# IPMA - Radar meteorológico na Terceira



## TekClub (6 Set 2018 às 00:21)

*IPMA lança concurso público para novo radar meteorológico na Terceira*
O Instituto Português do Mar e da Atmosfera deliberou hoje lançar o concurso público internacional para o novo radar meteorológico de Santa Bárbara, na ilha Terceira, Açores.





Segundo uma nota do gabinete de imprensa do Ministério do Mar, trata-se de um investimento global superior a 1,9 milhões de euros.

O novo radar meteorológico “constituirá um enorme contributo para a observação e previsão meteorológicas, assegurando uma melhoria na informação meteorológica à população e ao sistema de Proteção Civil, e garantindo uma melhor prevenção, preparação e mitigação dos impactos associados a fenómenos meteorológicos extremos, com consequente salvaguarda de pessoas e bens”, acrescenta.

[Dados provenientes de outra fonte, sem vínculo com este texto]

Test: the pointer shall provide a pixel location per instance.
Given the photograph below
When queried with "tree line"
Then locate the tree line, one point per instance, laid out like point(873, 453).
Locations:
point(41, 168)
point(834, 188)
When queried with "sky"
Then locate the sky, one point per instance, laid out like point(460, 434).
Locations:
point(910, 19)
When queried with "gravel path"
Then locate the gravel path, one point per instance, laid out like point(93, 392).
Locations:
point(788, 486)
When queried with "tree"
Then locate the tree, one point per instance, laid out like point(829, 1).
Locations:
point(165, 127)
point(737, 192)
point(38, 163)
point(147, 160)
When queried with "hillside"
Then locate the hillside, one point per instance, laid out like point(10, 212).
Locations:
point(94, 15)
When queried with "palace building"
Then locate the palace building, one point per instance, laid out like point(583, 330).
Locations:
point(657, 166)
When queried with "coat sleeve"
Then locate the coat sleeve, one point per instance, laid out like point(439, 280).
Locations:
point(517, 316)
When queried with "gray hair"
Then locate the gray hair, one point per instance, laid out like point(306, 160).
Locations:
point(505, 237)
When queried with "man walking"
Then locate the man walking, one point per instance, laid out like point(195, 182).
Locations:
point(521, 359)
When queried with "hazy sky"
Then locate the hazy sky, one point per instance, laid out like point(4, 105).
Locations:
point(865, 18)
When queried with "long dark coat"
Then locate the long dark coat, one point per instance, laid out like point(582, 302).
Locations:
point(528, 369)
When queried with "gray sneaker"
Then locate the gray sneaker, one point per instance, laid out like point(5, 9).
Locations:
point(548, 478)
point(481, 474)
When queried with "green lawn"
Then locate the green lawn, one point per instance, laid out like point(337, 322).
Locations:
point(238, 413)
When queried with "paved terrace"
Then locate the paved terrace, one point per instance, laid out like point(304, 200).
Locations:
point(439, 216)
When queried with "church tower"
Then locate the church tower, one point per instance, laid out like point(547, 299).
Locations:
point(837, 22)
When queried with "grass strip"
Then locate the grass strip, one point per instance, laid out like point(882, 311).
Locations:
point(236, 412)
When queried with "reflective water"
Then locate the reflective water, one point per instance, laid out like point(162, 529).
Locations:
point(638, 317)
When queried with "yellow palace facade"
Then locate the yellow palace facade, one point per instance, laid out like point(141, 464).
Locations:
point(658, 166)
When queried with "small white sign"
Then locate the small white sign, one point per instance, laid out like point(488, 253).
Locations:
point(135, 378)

A mesma nota adianta que o investimento “contribuirá, igualmente, para a geração de informação de apoio a uma série de atividades socioeconómicas que dependem da previsão para períodos de muito curto prazo naquela região”.

A decisão enquadra-se num compromisso do Governo da República e é uma medida tida como prioritária pela ministra do Mar, Ana Paula Vitorino.

O concurso público internacional para o novo radar meteorológico de Santa Bárbara tem um prazo de 45 dias.

Fonte:https://24.sapo.pt/atualidade/artig...ico-para-novo-radar-meteorologico-na-terceira


----------